但他已不知道要如何做,他難道不是一直都在挽回麼?為何事情還是滑向了無力迴天的那一步?

他並不想走,他怕自己一離開,那場夢裡的場景就會重現,於是只靜靜地挨著陳懷珠坐著,哪怕兩人之間一句話都不曾有。

良久,陳懷珠用略微喑啞的嗓音問他:“你不走,是一定要看著我死,你方能放心麼?”

元承均下意識地想說“不”,然而很快又聽出來了她的意思,她只是希望他走。

他不想再刺激她,只得斂衣起身,說:“玉娘,許多事情,你容我,再好好想想。”

陳懷珠沒應他。

這樣的情景他已經很熟悉,這段時間也見過無數次,太醫也提醒過他幾回,說陳懷珠這是心病,他卻百思不得其解。

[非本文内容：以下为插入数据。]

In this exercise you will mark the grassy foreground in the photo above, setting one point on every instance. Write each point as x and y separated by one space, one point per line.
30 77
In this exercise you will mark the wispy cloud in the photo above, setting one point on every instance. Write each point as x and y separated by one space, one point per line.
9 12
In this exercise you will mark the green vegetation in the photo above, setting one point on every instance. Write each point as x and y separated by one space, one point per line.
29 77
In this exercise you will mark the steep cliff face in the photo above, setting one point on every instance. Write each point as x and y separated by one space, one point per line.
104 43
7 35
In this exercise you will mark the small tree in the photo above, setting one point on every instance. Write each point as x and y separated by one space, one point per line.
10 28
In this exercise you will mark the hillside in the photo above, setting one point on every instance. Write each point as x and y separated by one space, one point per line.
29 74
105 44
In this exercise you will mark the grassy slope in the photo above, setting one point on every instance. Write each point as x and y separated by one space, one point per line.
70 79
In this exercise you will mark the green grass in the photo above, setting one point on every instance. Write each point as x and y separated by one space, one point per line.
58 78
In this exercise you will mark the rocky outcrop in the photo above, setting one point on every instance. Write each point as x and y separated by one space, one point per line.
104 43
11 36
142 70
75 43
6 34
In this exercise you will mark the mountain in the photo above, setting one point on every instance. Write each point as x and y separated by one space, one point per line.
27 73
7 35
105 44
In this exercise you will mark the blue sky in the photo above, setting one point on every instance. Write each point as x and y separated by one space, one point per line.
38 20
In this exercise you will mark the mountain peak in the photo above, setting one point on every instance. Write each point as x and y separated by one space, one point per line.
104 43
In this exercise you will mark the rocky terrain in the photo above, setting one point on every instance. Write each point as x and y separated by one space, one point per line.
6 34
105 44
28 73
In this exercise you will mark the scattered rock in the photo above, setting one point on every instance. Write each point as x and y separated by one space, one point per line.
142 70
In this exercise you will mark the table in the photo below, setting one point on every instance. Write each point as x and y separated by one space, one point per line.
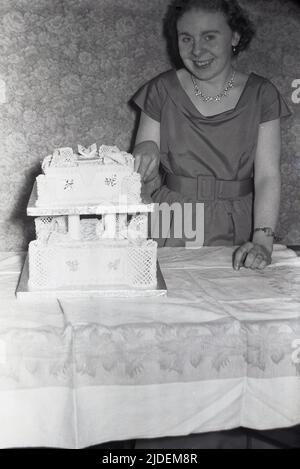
219 352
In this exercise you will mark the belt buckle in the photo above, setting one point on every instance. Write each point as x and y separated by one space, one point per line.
206 188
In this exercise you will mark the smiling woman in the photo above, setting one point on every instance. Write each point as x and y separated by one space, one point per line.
210 133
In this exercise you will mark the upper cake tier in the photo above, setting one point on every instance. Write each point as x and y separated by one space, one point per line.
104 176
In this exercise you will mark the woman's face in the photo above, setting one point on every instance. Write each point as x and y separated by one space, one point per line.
205 42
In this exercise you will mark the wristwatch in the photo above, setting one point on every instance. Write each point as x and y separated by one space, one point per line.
267 230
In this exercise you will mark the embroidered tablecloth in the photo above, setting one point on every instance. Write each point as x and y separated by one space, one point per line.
222 350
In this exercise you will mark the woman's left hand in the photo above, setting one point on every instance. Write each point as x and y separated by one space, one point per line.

出了椒房殿的殿門,他還是不放心,又同春桃與秋禾吩咐:“看好皇后,不要有讓她獨處一室從裡面鎖門的機會,若出了甚麼事情,朕拿你們是問。”

春桃與秋禾齊齊屈膝,“諾。”

岑茂見天子出來,忙替元承均將裘衣披在肩上。

他見其指節上沾著灰,一邊遞帕子一邊問:“陛下可有傷著?”

元承均沒回岑茂這句,看著眼前的茫茫大雪,忽然問他:“岑茂,你說朕與皇后,真的要鬧到這一步麼?”

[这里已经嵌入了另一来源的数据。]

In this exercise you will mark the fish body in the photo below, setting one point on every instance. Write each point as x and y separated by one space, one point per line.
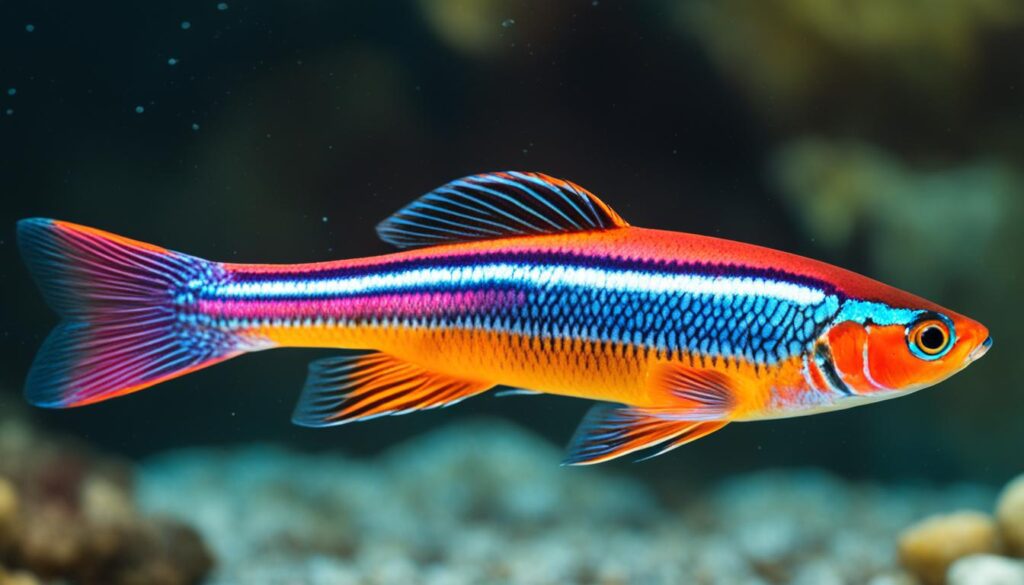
511 279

岑茂哪裡知曉方才發生了甚麼,卻也不能問,斟酌半天措辭,只能說:“陛下或許,可以試試滿足皇后娘娘的心願?”

“心願?”元承均蹙眉看了他一眼,又收回了目光。

她的心願是甚麼?

這個問題,元承均回到椒房殿後,幾乎想了整整一夜,也一夜不曾閤眼。

最開始,她想要陳家人平安,所以他沒有給陳紹定好的惡諡“謬”,也沒有對陳居安與其他陳家人動手,甚至京中有其他官員想要對陳家落井下石,也被他暗中敲打過;

後來她想要一個孩子,他便打算在他肅清完朝堂內外皇位正式坐穩後便停了那藥,換成真正給她調養身子的,然而她卻先一步知曉了避子湯的事情,而無論他如何想彌補,她都不再提孩子的事情;

再後來,她自請廢后,要出宮去,甚至還想著趁亂跟著商隊逃出去,但他實在不情願放她走,所以一次又一次地將她留在了宮中;

如今,她說是他要將她逼死的。

可他哪裡會捨得?

他只是不願她離開,所以一次次地用盡所有辦法,讓她無法離開。

那麼她如今的心願,還是想離開?

元承均自知自己無法放手,他無法想象,陳懷珠不在身邊的日子,是故一直不曾答應。

可是如果她真的走了呢?以另一種方式徹徹底底地離開了他呢?

哪怕上窮碧落下黃泉也無法尋到呢?

他又該怎麼辦?

這樣的念想在他心中緩緩浮現出來。

他想到了陳懷珠瘦削的身影,蒼白的面容,以及看不出任何光彩的眼睛。

如果她最後的心願無法實現,她或許會真的永遠離開他。

他又想到了那場夢,想到了一伸手抓到的是火光中的一團虛影的夢。

僅僅是一場夢他都到了那番境地,如果是真的呢?

他往後半生,應當也會生不如死吧?

額際再度傳來劇烈的疼痛,比起之前,更甚,讓他恨不能以頭搶地。

元承均從一邊拿起一把短匕,毫不猶豫地在自己的小臂上劃了一道血口,隨著鮮血淋漓,他陷進痛苦裡的意識終於有了一絲回籠。

短匕被他丟到一邊,只聽得“咣噹”一聲。

他想,比起看著玉娘徹底離開他,他還是想讓她活下去,不過代價是,不能再與她朝夕相對。

不過這又有甚麼關係呢?

只要她尚且在這人世間,普天之下,只要他想,總是能見到她的。

只要人還在他的眼皮子底下,就沒甚麼是不能的。

“岑茂!”

岑茂推門而入時,只見天子一副頹唐模樣坐在地上,帶血的短匕被他隨手丟在一邊,他裸露在外面的一截手臂也朝下流淌著鮮血,他登時嚇了一跳。

“陛下,這,這可要臣傳太醫過來?”

元承均本想拒絕了直接去椒房殿尋陳懷珠的,但他看著自己手臂上的可怖模樣,忽地想到了當日在廷尉獄中,他看到刑犯的那一幕嚇軟了腿的模樣,又鬆了眉心,默許了岑茂傳太醫過來。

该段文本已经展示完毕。